The episode ends like so:
ALEX: Uh, Greg's dead, and I'm alive. And I can't change
that. But I can keep his memory alive. I can take
his sense of humor, and his energy, and his warmth,
and I can make them my own. I can be the best Alex
Keaton I can be, and I can use the gifts that I've
been given. And I can take time to appreciate the
beauty in this life. And I can, I can be gentle. And
I can be forgiving and thoughtful. And I can make a
lot of money. Because, well I'm sure God wants me to,
because if He didn't, He wouldn't have made me so
smart. I wanna, I wanna, I wanna talk a little bit
more, ah, do we still have time?
PSYCHIATRIST: Yeah, sure, sit down.
ALEX: Alright. I got so much in my head now, I don't know where to start.
PSYCHIATRIST: Start from the beginning.
ALEX: ...My name is Alex Keaton.
..from "My Name is Alex"
You know your name, you know who you are, you *are* who you are, and that's the perfect place to start. The only place to start again.
I look at Unknown Caller as the sequel to Stuck in a Moment. I see it as Bono not only imagining talking Michael Hutchence down, but also putting himself in Michael's place, and wondering what it would take to bring himself back from the brink. Because Bono's now the main character, he's looking for a solution, not just saying , "You are such a fool".
Because this is Bono, a die-hard Mac-user, he uses his iPhone, or whatever device he's using, as a metaphor for a link to something greater than himself. It was lost, that link, but in his most desperate moment, it becomes active again.
The use of the phone, or computer, is smart because not everyone has the same connection to God that Bono does. For some, it's a general faith in something greater than themselves. For some it's faith in others, their family and friends, which our portable electronics now allow us to keep close nomatter where we are. For some it's using the 'net to connect to the world. For others, that phone is just a link to a support line, manned by faceless but compassionate strangers.

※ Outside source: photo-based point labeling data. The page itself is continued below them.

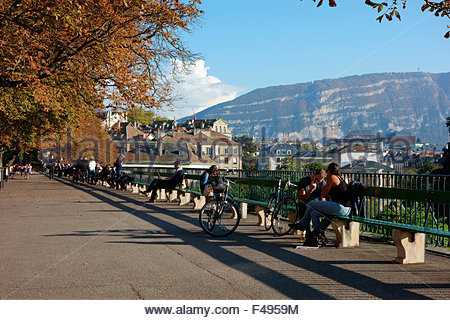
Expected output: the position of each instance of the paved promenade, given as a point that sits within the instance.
(60, 240)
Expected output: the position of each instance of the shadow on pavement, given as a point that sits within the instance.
(212, 247)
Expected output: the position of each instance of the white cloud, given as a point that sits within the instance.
(198, 90)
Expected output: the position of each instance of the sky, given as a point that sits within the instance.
(250, 44)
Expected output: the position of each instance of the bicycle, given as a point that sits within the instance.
(220, 216)
(285, 211)
(273, 200)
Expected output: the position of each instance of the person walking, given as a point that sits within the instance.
(118, 165)
(52, 167)
(91, 171)
(169, 183)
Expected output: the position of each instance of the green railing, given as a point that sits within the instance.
(414, 211)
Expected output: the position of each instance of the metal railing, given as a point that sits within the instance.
(432, 215)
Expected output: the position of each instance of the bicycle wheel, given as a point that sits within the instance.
(268, 212)
(285, 212)
(219, 219)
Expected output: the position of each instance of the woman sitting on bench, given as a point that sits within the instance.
(169, 183)
(336, 189)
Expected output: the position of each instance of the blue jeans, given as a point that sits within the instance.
(317, 209)
(91, 176)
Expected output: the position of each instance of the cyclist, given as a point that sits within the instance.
(205, 178)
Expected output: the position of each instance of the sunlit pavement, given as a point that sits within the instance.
(60, 240)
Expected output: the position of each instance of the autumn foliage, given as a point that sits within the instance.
(389, 9)
(61, 59)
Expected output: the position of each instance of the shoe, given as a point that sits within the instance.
(325, 223)
(311, 241)
(296, 226)
(322, 238)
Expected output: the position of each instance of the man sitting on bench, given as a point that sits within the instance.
(169, 183)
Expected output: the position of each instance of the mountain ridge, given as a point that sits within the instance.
(413, 103)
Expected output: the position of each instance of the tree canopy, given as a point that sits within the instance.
(389, 9)
(61, 59)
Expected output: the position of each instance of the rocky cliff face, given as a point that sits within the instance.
(405, 103)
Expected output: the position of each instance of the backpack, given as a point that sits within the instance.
(217, 184)
(354, 193)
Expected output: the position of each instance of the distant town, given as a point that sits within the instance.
(201, 143)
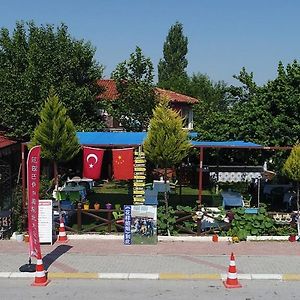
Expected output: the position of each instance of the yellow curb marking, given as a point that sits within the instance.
(74, 275)
(291, 277)
(178, 276)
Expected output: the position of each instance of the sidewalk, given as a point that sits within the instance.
(172, 258)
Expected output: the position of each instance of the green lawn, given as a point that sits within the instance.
(121, 192)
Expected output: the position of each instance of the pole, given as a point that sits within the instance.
(23, 145)
(200, 177)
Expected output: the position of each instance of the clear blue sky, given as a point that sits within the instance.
(224, 35)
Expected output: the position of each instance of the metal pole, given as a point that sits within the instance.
(200, 177)
(23, 175)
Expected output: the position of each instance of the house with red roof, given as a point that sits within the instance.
(179, 102)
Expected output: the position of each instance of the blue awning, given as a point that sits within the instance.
(127, 139)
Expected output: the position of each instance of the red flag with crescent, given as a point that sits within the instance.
(123, 164)
(92, 162)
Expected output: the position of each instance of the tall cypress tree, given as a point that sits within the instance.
(171, 69)
(167, 142)
(55, 132)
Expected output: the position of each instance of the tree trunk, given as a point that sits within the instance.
(166, 198)
(298, 216)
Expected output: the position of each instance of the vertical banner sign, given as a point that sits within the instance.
(92, 162)
(33, 186)
(127, 224)
(123, 164)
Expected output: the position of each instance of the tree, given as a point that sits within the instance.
(291, 168)
(171, 69)
(134, 80)
(32, 59)
(55, 133)
(167, 142)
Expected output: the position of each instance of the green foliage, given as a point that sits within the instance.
(45, 187)
(166, 220)
(292, 168)
(292, 165)
(171, 69)
(250, 224)
(55, 131)
(285, 230)
(34, 58)
(166, 143)
(134, 80)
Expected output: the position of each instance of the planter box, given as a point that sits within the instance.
(251, 210)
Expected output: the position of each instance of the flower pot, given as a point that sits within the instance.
(19, 237)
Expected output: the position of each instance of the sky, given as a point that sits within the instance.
(223, 35)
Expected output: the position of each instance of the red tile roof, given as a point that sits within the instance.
(111, 93)
(4, 141)
(176, 97)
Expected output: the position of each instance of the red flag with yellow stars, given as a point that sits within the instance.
(123, 164)
(92, 162)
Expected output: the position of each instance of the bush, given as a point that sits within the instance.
(244, 224)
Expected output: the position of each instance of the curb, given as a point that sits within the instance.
(160, 238)
(153, 276)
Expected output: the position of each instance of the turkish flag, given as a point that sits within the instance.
(92, 162)
(123, 163)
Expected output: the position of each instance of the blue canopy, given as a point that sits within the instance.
(126, 139)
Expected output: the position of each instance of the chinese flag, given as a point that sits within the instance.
(92, 162)
(123, 163)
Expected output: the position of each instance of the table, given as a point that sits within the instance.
(76, 193)
(231, 198)
(161, 186)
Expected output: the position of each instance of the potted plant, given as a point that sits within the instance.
(18, 214)
(108, 206)
(86, 205)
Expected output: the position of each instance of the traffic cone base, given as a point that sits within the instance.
(232, 281)
(40, 274)
(62, 236)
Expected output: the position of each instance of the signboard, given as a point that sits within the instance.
(140, 224)
(127, 224)
(45, 221)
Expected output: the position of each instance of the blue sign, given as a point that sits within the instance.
(127, 224)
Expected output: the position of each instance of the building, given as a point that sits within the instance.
(179, 102)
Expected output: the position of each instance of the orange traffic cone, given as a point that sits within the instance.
(40, 275)
(232, 281)
(62, 236)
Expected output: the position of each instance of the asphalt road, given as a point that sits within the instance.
(19, 289)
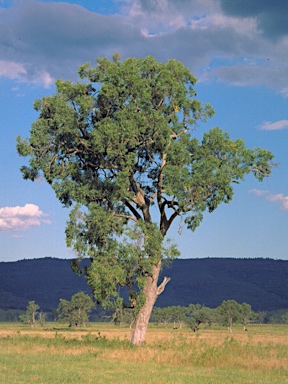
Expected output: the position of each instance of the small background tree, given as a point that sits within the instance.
(76, 311)
(229, 312)
(29, 317)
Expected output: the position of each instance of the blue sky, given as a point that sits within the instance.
(238, 50)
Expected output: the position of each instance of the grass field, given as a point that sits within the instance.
(101, 353)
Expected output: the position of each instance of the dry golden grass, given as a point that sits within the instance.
(257, 356)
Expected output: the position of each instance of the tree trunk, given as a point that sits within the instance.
(151, 292)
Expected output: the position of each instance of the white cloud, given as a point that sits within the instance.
(21, 218)
(11, 70)
(46, 40)
(17, 71)
(277, 125)
(274, 198)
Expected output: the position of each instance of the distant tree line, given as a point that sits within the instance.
(77, 311)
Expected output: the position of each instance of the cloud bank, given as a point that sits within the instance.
(217, 39)
(274, 198)
(21, 218)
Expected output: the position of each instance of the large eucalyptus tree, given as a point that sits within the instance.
(118, 148)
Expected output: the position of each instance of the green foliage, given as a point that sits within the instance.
(29, 317)
(118, 143)
(75, 311)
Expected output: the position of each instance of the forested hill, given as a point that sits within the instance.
(263, 283)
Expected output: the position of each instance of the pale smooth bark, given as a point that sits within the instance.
(151, 292)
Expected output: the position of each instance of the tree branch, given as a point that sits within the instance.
(162, 286)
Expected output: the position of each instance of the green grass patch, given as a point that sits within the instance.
(96, 355)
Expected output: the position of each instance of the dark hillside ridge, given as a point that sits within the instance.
(263, 283)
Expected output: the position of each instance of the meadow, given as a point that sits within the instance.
(101, 353)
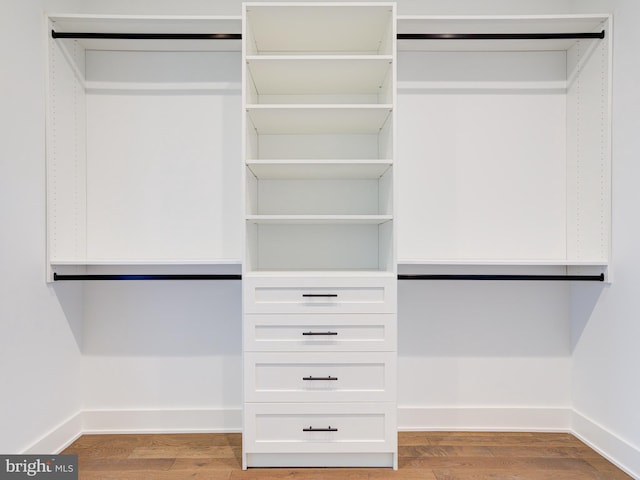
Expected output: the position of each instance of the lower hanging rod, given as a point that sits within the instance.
(566, 278)
(58, 277)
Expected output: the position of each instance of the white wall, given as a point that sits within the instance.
(134, 348)
(40, 328)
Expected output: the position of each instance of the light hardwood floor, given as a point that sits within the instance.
(422, 456)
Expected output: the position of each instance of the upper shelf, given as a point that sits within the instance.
(322, 28)
(318, 119)
(318, 169)
(484, 24)
(150, 24)
(327, 74)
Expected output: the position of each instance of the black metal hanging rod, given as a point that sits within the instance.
(566, 278)
(400, 36)
(149, 36)
(498, 36)
(58, 277)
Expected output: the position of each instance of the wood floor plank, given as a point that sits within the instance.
(422, 456)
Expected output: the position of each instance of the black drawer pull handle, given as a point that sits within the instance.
(328, 429)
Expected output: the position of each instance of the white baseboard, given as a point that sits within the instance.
(162, 421)
(618, 451)
(485, 419)
(59, 438)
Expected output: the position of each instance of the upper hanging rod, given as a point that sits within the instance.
(149, 36)
(401, 36)
(57, 277)
(583, 278)
(566, 278)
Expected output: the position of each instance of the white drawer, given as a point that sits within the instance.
(320, 377)
(299, 294)
(320, 332)
(337, 428)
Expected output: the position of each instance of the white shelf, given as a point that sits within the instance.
(500, 24)
(172, 24)
(318, 119)
(319, 219)
(347, 28)
(319, 75)
(318, 169)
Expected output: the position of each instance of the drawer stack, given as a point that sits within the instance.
(319, 371)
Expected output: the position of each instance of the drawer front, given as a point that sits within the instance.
(319, 377)
(320, 427)
(308, 333)
(319, 295)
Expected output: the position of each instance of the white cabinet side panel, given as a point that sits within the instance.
(588, 152)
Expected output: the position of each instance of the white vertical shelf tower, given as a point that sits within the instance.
(319, 269)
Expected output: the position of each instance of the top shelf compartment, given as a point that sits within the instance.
(501, 25)
(357, 29)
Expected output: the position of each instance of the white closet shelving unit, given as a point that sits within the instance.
(319, 274)
(143, 145)
(192, 156)
(504, 146)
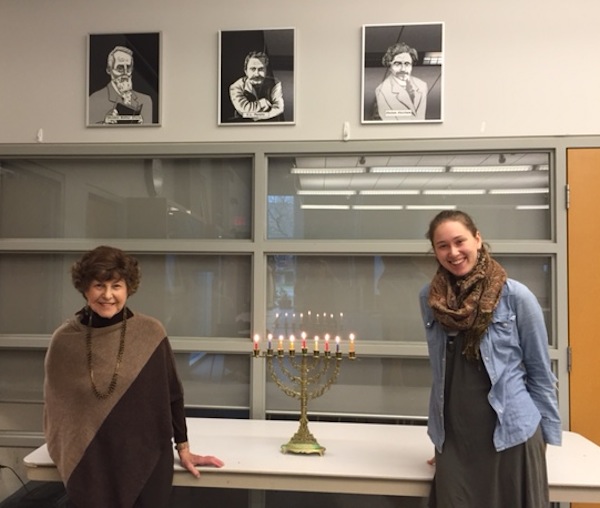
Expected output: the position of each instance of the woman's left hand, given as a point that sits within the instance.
(190, 460)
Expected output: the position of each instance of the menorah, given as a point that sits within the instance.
(305, 376)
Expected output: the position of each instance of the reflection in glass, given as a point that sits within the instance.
(126, 198)
(214, 380)
(374, 297)
(390, 387)
(395, 196)
(192, 295)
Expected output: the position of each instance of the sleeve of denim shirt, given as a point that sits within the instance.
(541, 381)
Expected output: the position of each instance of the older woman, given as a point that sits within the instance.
(400, 96)
(113, 399)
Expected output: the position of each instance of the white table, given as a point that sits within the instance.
(359, 459)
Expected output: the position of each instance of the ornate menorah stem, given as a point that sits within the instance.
(304, 376)
(303, 441)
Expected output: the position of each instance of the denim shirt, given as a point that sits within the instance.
(514, 350)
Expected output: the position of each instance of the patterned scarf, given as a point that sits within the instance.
(466, 304)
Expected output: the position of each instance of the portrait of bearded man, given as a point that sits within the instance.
(118, 103)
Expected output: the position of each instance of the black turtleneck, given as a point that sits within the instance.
(100, 322)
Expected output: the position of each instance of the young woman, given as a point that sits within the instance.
(493, 403)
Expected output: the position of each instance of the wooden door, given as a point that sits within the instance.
(583, 225)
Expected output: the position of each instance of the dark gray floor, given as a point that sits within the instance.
(52, 495)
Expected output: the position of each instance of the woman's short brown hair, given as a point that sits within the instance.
(106, 263)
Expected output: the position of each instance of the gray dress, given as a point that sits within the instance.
(470, 473)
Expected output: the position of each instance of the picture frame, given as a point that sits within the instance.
(123, 80)
(402, 73)
(257, 77)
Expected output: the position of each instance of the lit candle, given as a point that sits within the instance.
(256, 347)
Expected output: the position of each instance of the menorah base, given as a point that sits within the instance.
(303, 448)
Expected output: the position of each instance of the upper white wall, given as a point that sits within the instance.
(512, 68)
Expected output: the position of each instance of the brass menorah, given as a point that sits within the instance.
(304, 376)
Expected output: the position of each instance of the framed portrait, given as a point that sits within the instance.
(123, 80)
(256, 77)
(402, 73)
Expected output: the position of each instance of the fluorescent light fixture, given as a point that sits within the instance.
(489, 169)
(325, 207)
(453, 192)
(532, 207)
(377, 207)
(390, 192)
(326, 193)
(407, 169)
(431, 207)
(533, 190)
(327, 171)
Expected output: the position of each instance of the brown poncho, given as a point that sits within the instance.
(106, 449)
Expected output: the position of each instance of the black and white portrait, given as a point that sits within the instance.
(256, 77)
(402, 73)
(123, 79)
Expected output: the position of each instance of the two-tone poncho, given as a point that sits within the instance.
(105, 449)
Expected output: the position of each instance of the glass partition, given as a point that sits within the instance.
(374, 297)
(126, 198)
(192, 295)
(389, 387)
(214, 380)
(395, 196)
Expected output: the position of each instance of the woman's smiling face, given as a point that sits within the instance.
(455, 247)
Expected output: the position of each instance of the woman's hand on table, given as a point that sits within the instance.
(190, 460)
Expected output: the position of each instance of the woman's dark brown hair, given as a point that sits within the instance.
(106, 263)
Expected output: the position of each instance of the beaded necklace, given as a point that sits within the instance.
(88, 340)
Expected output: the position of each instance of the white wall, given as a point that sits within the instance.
(512, 68)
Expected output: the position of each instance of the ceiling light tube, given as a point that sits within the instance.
(325, 193)
(431, 207)
(390, 192)
(377, 207)
(407, 169)
(532, 207)
(327, 171)
(453, 192)
(489, 169)
(540, 190)
(325, 207)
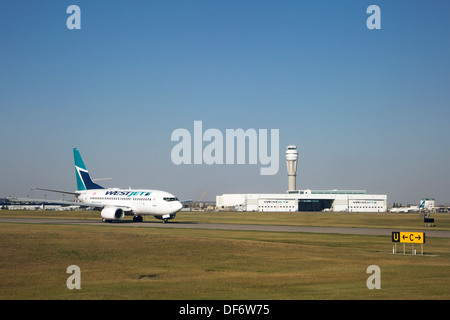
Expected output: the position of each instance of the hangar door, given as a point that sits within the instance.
(314, 204)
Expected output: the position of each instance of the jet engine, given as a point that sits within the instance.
(112, 213)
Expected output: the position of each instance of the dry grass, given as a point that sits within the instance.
(155, 263)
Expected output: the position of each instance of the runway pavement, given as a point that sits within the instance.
(224, 226)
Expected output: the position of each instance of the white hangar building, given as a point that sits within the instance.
(304, 200)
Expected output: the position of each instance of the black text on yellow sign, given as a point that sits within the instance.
(408, 237)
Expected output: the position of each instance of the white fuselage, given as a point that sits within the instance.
(138, 201)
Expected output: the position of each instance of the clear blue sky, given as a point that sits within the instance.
(368, 109)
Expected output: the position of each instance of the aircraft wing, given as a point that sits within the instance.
(66, 203)
(57, 202)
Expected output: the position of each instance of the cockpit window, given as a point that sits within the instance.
(170, 199)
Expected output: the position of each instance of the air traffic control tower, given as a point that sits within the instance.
(291, 164)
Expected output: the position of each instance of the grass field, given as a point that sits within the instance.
(166, 263)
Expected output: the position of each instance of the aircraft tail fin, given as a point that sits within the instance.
(84, 181)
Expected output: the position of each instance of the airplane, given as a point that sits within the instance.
(116, 203)
(410, 209)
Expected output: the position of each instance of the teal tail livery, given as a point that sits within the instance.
(84, 181)
(116, 203)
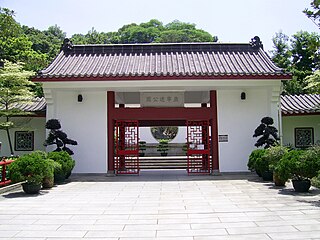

When we lose that connection, we can be lost, left on our own, unless we know we have that kernel of self to keep us going.
Nomatter the metaphor, that piece of technology doesn't solve your problems, it just directs you how to solve them yourself. God helps those who help themselves. We've got to stand up straight, carry our own weight. And so on.
That's why the metaphor works, and will probably work even better in a few years, when we're so familiar with this jargon that it sounds natural in a song.